The great fish moved silently through the night water, propelled by short sweeps of its crescent tail. The mouth was open just enough to permit a rush of water over the gills. There was little other motion: an occasional correction of the apparently aimless course by the slight raising or lowering of a pectoral fin—as a bird changes direction by dipping one wing and lifting the other. The eyes were sightless in the black, and the other senses transmitted nothing extraordinary to the small, primitive brain. The fish might have been asleep, save for the movement dictated by countless millions of years of instinctive continuity: lacking the flotation bladder common to other fish and the fluttering flaps to push oxygen-bearing water through its gills, it survived only by moving. Once stopped, it would sink to the bottom and die of anoxia.
The land seemed almost as dark as the water, for there was no moon. All that separated sea from shore was a long, straight stretch of beach—so white that it shone. From a house behind the grass-splotched dunes, lights cast yellow glimmers on the sand.
The front door to the house opened, and a man and a woman stepped out onto the wooden porch. They stood for a moment staring at the sea, embraced quickly, and scampered down the few steps onto the sand. The man was drunk, and he stumbled on the bottom step. The woman laughed and took his hand, and together they ran to the beach.
“First a swim,” said the woman, “to clear your head.”
“Forget my head,” said the man. Giggling, he fell backward onto the sand, pulling the woman down with him. They fumbled with each other’s clothing, twined limbs around limbs, and thrashed with urgent ardor on the cold sand.
Afterward, the man lay back and closed his eyes. The woman looked at him and smiled. “Now, how about that swim?” she said.
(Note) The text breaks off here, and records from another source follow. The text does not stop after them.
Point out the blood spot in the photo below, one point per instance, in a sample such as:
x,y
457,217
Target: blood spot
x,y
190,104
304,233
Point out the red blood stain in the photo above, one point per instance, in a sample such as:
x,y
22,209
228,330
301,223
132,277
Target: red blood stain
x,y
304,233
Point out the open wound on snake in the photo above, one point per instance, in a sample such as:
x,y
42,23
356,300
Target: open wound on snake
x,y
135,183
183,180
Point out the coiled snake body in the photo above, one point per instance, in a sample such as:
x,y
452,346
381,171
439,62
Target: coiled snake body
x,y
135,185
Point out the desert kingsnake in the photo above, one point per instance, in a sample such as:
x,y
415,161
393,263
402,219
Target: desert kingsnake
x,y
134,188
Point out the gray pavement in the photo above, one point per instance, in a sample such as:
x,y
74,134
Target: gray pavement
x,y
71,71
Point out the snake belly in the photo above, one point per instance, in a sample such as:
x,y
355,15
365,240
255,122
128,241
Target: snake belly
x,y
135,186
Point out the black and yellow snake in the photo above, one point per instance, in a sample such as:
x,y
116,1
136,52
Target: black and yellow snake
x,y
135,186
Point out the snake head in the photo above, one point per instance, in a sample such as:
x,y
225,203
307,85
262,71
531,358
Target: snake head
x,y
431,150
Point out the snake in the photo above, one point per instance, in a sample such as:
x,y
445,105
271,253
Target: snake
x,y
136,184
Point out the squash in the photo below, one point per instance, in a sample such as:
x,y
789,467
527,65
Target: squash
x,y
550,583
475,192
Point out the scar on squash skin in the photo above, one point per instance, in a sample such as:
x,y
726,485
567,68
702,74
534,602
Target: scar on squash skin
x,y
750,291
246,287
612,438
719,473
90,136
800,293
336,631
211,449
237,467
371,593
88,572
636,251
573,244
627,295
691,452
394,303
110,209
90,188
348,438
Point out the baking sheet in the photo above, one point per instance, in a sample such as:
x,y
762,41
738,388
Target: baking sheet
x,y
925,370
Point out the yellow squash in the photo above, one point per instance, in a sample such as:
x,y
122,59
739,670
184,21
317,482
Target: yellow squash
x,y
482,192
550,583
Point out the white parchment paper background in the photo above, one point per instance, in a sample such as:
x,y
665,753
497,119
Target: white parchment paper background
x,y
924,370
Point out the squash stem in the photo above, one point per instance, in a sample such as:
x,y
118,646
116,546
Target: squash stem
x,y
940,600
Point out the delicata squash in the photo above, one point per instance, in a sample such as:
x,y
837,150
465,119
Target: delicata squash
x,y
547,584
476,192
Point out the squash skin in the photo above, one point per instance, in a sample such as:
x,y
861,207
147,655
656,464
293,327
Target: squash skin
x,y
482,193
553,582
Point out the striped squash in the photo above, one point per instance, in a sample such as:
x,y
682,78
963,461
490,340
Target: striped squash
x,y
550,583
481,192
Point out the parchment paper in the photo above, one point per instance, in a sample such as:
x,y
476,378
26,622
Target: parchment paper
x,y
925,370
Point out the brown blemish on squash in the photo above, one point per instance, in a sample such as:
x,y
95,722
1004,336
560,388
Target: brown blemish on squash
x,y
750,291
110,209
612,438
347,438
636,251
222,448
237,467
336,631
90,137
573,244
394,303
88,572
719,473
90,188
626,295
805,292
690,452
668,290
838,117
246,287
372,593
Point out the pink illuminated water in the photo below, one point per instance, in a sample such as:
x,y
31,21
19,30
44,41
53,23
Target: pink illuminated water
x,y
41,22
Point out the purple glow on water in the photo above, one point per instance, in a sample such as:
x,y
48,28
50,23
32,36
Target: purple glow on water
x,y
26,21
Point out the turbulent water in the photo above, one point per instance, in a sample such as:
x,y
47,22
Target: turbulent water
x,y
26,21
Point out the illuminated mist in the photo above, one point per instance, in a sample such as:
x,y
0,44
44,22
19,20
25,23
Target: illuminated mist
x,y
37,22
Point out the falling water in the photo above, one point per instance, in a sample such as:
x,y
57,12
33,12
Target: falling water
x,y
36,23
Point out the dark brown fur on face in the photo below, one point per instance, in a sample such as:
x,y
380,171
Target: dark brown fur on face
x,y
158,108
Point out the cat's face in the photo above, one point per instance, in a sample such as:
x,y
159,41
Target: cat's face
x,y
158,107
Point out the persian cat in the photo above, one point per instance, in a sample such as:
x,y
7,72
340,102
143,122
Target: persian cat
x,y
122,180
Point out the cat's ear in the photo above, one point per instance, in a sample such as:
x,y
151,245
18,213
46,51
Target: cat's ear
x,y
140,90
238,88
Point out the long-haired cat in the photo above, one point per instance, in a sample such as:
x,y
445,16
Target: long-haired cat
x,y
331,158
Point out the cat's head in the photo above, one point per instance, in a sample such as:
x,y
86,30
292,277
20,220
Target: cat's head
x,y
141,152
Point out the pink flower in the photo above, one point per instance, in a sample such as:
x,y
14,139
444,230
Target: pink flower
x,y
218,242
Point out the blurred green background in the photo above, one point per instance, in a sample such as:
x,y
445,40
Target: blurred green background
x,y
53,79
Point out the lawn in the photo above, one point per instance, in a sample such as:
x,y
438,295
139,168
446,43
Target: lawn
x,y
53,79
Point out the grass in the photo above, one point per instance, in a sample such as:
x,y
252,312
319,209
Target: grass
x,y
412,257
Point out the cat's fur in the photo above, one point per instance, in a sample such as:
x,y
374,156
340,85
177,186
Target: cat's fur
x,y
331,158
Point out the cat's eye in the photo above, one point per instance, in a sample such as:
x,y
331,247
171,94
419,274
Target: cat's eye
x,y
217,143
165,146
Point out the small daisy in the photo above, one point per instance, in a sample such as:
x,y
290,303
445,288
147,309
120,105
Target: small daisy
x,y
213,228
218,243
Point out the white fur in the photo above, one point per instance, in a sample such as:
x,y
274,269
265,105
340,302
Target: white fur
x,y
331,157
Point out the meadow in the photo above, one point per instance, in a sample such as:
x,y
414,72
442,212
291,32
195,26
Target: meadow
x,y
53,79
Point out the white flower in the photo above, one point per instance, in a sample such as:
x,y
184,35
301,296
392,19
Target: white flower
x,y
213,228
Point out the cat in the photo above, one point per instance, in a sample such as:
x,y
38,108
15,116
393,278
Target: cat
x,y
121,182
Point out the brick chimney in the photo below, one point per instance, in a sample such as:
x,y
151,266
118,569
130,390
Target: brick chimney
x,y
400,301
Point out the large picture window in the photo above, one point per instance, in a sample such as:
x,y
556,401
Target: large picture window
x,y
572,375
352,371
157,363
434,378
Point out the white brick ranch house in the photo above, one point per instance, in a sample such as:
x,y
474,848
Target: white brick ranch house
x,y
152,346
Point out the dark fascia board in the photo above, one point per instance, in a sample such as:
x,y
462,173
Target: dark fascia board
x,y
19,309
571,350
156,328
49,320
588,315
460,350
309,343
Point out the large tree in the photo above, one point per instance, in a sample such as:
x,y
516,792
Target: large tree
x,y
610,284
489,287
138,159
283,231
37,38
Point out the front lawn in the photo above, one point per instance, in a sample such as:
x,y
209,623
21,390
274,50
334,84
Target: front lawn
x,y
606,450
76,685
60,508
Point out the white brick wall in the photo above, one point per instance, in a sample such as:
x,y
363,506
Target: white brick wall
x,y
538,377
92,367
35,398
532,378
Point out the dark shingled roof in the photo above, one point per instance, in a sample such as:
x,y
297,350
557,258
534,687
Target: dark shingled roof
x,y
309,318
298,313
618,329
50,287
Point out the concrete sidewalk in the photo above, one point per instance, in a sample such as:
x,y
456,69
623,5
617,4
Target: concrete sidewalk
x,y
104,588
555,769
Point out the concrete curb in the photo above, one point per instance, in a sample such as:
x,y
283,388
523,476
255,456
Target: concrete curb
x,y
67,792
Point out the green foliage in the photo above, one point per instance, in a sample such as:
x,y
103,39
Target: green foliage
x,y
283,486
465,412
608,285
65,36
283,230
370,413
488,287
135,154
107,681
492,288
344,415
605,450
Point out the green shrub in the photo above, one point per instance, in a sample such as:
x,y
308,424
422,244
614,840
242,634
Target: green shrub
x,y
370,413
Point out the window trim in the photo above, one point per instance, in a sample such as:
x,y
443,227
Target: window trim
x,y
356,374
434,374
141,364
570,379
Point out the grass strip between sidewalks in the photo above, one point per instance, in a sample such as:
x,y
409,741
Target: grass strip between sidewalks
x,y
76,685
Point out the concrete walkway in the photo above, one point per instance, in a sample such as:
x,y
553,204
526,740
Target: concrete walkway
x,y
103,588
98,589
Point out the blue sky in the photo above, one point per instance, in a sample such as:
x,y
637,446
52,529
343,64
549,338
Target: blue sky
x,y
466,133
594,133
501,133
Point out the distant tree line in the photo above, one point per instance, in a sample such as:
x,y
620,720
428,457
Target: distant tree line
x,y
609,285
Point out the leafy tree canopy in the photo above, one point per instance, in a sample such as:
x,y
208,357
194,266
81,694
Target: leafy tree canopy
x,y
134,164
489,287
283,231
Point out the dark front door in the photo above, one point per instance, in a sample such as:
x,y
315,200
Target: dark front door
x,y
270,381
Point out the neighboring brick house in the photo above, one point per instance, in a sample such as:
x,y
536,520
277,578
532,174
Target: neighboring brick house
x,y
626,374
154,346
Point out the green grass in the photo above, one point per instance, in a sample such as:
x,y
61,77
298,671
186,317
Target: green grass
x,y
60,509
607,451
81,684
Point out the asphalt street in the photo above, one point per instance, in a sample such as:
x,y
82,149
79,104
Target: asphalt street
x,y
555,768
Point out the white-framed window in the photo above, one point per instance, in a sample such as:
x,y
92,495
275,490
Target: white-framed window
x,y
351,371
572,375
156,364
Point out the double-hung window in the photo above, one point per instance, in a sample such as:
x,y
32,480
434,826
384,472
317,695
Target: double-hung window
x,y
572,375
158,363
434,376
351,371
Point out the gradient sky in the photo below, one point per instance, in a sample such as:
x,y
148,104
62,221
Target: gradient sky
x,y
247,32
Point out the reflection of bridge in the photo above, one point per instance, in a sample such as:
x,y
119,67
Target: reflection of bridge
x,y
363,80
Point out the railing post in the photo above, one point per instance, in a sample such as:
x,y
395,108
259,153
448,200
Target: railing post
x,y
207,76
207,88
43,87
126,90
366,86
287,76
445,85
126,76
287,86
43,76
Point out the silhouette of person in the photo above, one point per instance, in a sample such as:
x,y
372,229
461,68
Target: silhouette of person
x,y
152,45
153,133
“You go ahead. I’ll wait for you here.”
The woman rose and walked to where the gentle surf washed over her ankles. The water was colder than the night air, for it was only mid-June. The woman called back, “You’re sure you don’t want to come?” But there was no answer from the sleeping man.
She backed up a few steps, then ran at the water. At first her strides were long and graceful, but then a small wave crashed into her knees. She faltered, regained her footing, and flung herself over the next waist-high wave. The water was only up to her hips, so she stood, pushed the hair out of her eyes, and continued walking until the water covered her shoulders. There she began to swim—with the jerky, head-above-water stroke of the untutored.
A hundred yards offshore, the fish sensed a changed in the sea’s rhythm. It did not see the woman, nor did it smell her. Running within the length of its body were a series of thin canals, filled with mucus and dotted with nerve endings, and these nerve detected vibrations and signaled the brain. The fish turned toward shore.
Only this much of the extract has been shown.